LONDON -- Police thwarted a major terrorist plot yesterday, discovering two Mercedes cars loaded with nails and canisters of propane and gasoline set to detonate and kill possibly hundreds in London's crowded theater and nightclub district.
The plot was discovered two days after Gordon Brown took over as prime minister, and just before the anniversary of the attacks on July 7, 2005, when the London Underground and a double-decker bus were targeted by a group of homegrown terrorists who killed 52 people.
Nobody claimed responsibility for the latest plot, and government security officials said late yesterday that no suspects have been identified.
As police searched for car bombs and terrorists in the city of 7.5 million, roads were closed and police sirens echoed. Authorities stepped up security across Britain, from central London streets to the Wimbledon tennis tournament.
But Londoners -- who have experience in dealing with bombs and terrorism -- were not in hiding and the West End was bustling again by nightfall yesterday.
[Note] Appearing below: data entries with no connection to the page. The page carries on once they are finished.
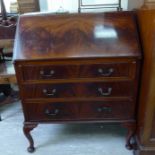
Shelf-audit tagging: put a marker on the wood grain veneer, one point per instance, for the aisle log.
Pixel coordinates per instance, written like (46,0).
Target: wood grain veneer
(78,68)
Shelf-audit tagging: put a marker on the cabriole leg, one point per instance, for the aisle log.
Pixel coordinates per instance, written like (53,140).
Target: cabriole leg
(27,129)
(130,145)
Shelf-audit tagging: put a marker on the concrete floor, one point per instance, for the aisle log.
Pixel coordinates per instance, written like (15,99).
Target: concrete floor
(59,139)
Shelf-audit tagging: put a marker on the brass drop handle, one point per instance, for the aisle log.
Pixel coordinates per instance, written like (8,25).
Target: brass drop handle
(106,72)
(53,92)
(52,113)
(109,91)
(104,109)
(51,73)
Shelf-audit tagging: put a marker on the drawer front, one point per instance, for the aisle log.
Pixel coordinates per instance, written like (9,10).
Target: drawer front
(80,111)
(47,72)
(97,89)
(108,110)
(51,111)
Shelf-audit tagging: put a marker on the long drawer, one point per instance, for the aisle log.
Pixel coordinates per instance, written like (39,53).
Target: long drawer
(96,89)
(70,71)
(109,110)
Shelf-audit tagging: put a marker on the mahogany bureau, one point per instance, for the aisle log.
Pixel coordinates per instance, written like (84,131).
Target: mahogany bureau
(78,68)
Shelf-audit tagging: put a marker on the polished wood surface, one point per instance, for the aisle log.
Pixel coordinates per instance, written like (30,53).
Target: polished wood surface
(78,68)
(83,89)
(146,119)
(42,36)
(80,111)
(7,73)
(68,71)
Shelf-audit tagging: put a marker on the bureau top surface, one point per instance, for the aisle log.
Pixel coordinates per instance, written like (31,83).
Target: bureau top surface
(63,36)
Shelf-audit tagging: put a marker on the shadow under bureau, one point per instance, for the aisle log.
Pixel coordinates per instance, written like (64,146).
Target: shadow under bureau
(78,68)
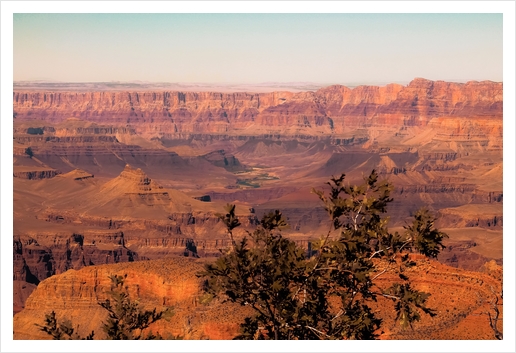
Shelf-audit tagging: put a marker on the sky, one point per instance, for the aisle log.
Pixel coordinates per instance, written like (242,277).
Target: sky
(241,48)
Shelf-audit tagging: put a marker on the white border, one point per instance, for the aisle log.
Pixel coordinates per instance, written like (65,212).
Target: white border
(10,7)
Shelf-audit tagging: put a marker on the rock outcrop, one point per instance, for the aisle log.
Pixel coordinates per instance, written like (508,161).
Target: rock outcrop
(330,110)
(459,298)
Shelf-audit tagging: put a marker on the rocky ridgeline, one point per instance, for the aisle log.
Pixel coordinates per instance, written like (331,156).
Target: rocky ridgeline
(36,174)
(138,178)
(458,296)
(39,257)
(329,110)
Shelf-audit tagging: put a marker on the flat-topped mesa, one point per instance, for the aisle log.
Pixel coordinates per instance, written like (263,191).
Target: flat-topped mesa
(329,110)
(138,178)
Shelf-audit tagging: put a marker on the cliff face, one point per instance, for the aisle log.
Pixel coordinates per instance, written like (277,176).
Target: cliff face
(459,298)
(331,109)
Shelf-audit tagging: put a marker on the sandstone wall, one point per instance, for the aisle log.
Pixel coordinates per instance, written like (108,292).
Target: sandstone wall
(330,110)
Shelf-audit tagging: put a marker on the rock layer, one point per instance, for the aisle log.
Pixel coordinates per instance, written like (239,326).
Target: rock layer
(329,110)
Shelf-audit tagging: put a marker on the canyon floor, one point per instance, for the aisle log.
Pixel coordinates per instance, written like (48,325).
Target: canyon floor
(105,181)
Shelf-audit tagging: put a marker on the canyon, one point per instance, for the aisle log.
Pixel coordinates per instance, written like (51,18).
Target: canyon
(109,180)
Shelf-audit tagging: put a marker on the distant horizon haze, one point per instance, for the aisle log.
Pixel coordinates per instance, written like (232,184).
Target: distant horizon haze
(250,48)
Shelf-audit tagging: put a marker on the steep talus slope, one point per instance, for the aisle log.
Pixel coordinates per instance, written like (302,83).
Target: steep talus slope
(459,297)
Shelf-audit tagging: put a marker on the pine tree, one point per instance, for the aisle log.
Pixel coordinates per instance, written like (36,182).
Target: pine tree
(325,296)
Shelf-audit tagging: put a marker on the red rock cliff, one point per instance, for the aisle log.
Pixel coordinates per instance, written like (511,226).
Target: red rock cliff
(330,109)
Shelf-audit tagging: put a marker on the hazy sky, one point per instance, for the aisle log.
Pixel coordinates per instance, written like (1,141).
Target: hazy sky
(256,48)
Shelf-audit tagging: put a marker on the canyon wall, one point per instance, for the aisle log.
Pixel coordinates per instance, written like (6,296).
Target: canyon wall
(329,110)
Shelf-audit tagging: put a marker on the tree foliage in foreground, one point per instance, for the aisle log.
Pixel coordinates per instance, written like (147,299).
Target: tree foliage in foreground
(326,296)
(126,320)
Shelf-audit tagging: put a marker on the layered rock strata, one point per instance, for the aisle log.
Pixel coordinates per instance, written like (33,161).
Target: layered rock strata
(329,110)
(460,299)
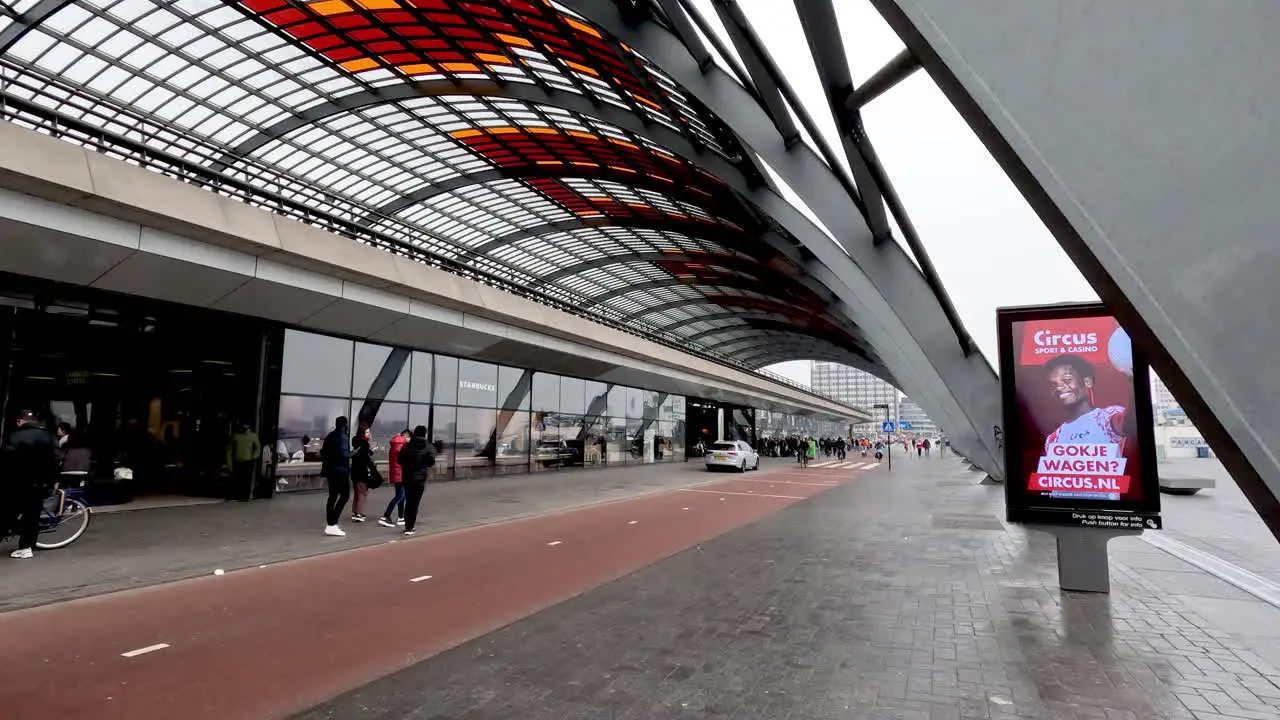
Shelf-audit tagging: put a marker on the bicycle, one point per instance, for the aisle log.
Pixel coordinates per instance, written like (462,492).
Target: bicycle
(63,510)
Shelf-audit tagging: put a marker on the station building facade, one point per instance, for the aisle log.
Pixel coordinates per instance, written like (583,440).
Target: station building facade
(160,387)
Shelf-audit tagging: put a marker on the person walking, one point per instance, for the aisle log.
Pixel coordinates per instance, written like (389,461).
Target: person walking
(416,460)
(336,468)
(30,463)
(396,474)
(364,474)
(243,452)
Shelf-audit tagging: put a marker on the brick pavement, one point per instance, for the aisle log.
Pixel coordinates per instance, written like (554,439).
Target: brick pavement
(892,597)
(135,548)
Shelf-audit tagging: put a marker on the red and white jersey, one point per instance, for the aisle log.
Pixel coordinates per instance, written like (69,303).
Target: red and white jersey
(1100,425)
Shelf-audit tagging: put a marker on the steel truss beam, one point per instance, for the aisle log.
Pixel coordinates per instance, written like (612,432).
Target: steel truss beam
(827,46)
(725,237)
(882,290)
(901,67)
(1170,215)
(524,172)
(31,18)
(528,92)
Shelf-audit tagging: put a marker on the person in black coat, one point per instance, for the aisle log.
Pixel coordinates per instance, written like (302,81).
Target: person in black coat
(416,460)
(30,468)
(336,468)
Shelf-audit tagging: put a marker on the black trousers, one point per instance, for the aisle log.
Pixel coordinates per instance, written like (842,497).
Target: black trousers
(339,492)
(412,499)
(19,513)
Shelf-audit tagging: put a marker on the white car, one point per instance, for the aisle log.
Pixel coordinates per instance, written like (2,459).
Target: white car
(732,454)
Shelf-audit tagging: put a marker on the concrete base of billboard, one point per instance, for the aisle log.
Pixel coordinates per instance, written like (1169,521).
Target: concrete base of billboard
(1082,555)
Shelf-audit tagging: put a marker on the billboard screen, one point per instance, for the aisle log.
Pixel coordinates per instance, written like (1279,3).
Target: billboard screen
(1078,433)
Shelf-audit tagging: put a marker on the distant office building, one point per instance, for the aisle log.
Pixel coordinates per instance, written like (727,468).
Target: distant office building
(920,423)
(1164,404)
(854,387)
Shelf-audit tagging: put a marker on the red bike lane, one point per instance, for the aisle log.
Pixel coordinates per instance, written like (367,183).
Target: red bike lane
(272,641)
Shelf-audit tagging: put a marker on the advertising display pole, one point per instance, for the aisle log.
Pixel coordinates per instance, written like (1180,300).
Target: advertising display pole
(1079,438)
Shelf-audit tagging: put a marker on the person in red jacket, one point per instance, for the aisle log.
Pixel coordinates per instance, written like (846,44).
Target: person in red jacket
(396,475)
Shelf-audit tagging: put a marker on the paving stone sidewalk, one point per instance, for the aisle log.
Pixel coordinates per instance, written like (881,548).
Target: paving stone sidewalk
(142,547)
(892,597)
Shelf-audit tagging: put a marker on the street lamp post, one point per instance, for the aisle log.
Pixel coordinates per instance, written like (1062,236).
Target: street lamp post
(888,440)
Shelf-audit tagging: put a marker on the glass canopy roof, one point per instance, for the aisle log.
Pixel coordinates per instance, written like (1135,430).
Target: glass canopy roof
(392,122)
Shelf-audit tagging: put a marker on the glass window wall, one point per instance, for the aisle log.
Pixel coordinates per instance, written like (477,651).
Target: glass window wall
(545,392)
(475,446)
(371,363)
(420,377)
(315,364)
(513,387)
(478,383)
(446,381)
(484,419)
(443,429)
(512,452)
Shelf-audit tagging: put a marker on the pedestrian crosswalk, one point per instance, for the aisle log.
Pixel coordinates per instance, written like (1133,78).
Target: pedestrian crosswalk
(842,464)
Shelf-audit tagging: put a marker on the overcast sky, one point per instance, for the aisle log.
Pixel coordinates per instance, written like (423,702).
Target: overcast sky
(983,237)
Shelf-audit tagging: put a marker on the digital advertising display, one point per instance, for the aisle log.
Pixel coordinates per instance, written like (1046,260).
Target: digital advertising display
(1079,446)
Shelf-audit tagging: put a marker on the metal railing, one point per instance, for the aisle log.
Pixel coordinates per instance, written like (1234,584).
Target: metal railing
(136,150)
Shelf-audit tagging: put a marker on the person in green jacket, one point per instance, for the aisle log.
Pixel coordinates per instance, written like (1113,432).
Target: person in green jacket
(242,455)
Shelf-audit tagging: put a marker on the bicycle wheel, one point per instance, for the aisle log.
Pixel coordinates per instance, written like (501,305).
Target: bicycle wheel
(64,528)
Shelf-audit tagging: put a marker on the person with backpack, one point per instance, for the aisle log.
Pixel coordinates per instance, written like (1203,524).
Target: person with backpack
(364,474)
(416,460)
(336,468)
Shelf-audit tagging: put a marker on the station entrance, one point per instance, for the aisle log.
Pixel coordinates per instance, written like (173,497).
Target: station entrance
(142,384)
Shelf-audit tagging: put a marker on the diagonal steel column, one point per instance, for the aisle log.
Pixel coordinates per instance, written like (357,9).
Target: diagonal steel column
(900,311)
(1165,203)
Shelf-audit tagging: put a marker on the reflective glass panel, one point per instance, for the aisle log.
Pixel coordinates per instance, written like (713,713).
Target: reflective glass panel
(618,451)
(475,446)
(547,447)
(304,422)
(444,420)
(597,399)
(513,387)
(446,379)
(594,441)
(315,364)
(545,392)
(391,420)
(617,401)
(572,392)
(512,442)
(420,377)
(370,363)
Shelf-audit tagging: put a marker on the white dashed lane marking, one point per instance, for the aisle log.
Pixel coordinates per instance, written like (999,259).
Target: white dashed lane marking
(145,650)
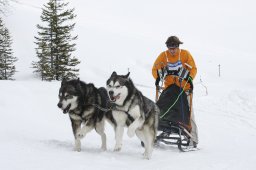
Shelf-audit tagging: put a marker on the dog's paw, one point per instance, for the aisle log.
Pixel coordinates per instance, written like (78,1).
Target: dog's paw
(80,135)
(146,156)
(103,148)
(117,148)
(131,132)
(77,149)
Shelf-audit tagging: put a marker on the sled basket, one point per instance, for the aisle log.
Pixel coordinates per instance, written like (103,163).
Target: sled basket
(174,108)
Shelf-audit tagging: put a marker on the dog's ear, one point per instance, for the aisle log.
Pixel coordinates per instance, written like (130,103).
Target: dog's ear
(64,81)
(113,74)
(127,75)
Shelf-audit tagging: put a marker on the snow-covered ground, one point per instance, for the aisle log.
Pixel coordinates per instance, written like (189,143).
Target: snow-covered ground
(113,35)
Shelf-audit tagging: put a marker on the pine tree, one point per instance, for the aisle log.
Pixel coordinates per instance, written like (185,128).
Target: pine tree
(55,43)
(7,60)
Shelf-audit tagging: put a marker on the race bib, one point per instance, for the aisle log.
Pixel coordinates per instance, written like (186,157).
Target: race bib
(172,68)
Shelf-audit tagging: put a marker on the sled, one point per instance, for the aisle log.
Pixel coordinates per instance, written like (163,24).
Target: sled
(174,122)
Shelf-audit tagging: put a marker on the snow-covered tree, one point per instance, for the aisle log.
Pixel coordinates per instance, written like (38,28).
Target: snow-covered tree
(7,60)
(55,43)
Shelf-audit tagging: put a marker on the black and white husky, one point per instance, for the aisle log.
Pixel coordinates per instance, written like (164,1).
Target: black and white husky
(130,108)
(82,101)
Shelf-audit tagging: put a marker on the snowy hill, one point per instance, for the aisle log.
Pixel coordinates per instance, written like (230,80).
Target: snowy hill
(113,35)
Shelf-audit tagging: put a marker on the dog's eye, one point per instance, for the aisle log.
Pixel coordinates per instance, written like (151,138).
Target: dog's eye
(68,96)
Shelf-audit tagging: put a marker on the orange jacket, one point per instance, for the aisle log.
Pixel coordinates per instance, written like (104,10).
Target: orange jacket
(185,57)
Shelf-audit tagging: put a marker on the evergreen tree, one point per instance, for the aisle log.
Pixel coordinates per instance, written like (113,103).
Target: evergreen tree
(55,43)
(7,60)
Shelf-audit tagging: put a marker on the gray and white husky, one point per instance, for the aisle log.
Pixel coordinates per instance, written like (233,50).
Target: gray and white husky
(80,100)
(130,108)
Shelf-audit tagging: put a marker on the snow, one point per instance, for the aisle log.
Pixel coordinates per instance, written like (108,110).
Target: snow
(115,35)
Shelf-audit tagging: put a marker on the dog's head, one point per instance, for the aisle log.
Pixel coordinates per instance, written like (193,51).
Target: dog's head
(68,95)
(118,88)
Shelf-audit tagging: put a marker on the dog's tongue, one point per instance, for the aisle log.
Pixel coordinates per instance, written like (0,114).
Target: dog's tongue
(66,109)
(113,98)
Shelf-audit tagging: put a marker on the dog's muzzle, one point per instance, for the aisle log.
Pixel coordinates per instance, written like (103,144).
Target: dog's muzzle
(113,97)
(64,110)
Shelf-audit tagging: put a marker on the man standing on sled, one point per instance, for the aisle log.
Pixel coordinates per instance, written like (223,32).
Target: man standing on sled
(176,66)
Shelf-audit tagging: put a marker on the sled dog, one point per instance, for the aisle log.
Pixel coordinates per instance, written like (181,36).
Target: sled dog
(82,101)
(130,108)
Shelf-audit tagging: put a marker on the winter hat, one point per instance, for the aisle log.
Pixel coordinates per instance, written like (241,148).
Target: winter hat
(173,42)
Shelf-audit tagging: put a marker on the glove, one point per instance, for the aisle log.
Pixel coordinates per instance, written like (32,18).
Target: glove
(157,81)
(183,74)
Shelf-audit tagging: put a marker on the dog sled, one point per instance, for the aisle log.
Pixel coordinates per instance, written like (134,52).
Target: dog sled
(175,116)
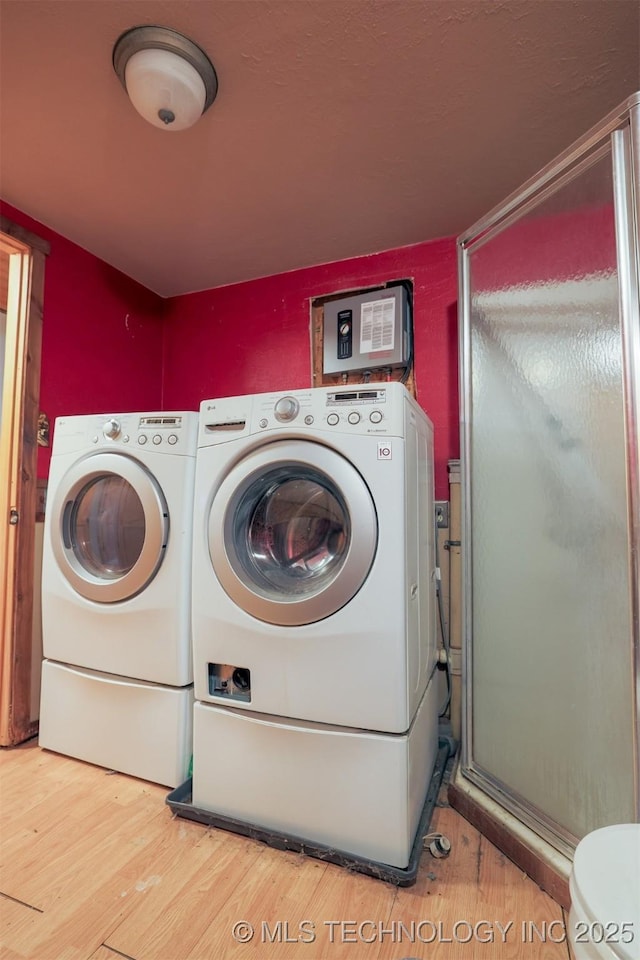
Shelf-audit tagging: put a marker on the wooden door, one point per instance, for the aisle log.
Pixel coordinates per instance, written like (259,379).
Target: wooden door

"I know you can't live your life being scared," Natalie Huntley, 28, a tourist from Adelaide, Australia, said outside St. Paul's Cathedral even as police investigated another suspicious vehicle parked on nearby Fleet Street. "You've just got to keep going, don't you?"
Authorities said the bombs in both cars were similar and that each had been abandoned in the same area near Piccadilly Circus. Had they exploded, hundreds of people might have been killed.
The discovery of the car bombs before they exploded allowed police to check for fingerprints and DNA clues, as well as other trace evidence. They also had footage from closed-circuit TV cameras, hoping the surveillance network that covers much of central London will help them track down the drivers.
The CCTV footage would be compared with license plate recognition software, Peter Clarke, British antiterror police chief, said. There are 160 security cameras in the Westminster Council, the district encompassing Piccadilly Circus and the Haymarket area, alone.
The discovery of the second bomb, about 20 hours after the first, suggested a coordinated and more sophisticated plot than was initially thought -- similar to the 2005 suicide bombings in which four bombs exploded within an hour of one another on London's transit system.
Some analysts said the bombers could be trying to send a message to Britain's new leader.
"It's a way of testing Gordon Brown," said Bob Ayers, a security specialist at the Chatham House think tank. "It's not too far-fetched to assume it was designed to expedite the decision on withdrawal [from Iraq]."
After the first bomb was announced, Brown said "we face a serious and continuous security threat in our country."
Professor Paul Wilkinson, chairman of the Center for the Study of Terrorism and political violence at St. Andrews University, said a number of factors could have come together to prompt the thwarted attacks.
"With the change in prime minister this could be the work of Al Qaeda," he said. "They have a track record of trying to influence political change through violent means such as in the Madrid train attacks.
British officials said they had not established a connection to any terrorist organization, and there had been no prior intelligence of a planned attack by Al Qaeda.
US authorities said there was no specific terror threat to the United States, and the national alert level, currently at yellow (elevated), was not raised.
The busy Haymarket thoroughfare linking Piccadilly Circus in the heart of London's theater district and near Trafalgar Square has many restaurants, bars, a cinema complex, and West End theaters. It was packed with people at the time.
It was ladies' night Thursday at the massive Tiger Tiger nightclub, a three-story venue that can pack in 1,770 people and stays open until 3 a.m. It was here that the explosives-laded car was parked closest.
The events unfolded when police were called to Haymarket at 1:30 a.m. yesterday. A man fell at Tiger Tiger, injuring his head, and an ambulance crew noticed smoke coming from a car parked in front of a club.
The announcement of the second bomb came after police had closed off Park Lane along Hyde Park for several hours to investigate a suspicious Mercedes. That car had been towed across town to an impound lot; the attendants there, on the alert after news of the first foiled car bombing, smelled gasoline and alerted authorities.
The car had been parked on Cockspur Street, which runs between Haymarket and Trafalgar Square. About 2:30 a.m., it was ticketed and then towed an hour later to the impound lot on Park Lane on Hyde Park's eastern edge, Clarke said.
The car was removed from the scene after a bomb squad manually disabled the explosives.
The bomb was powerful enough to have caused "significant injury or loss of life" at a time when hundreds were in the area, Clarke said.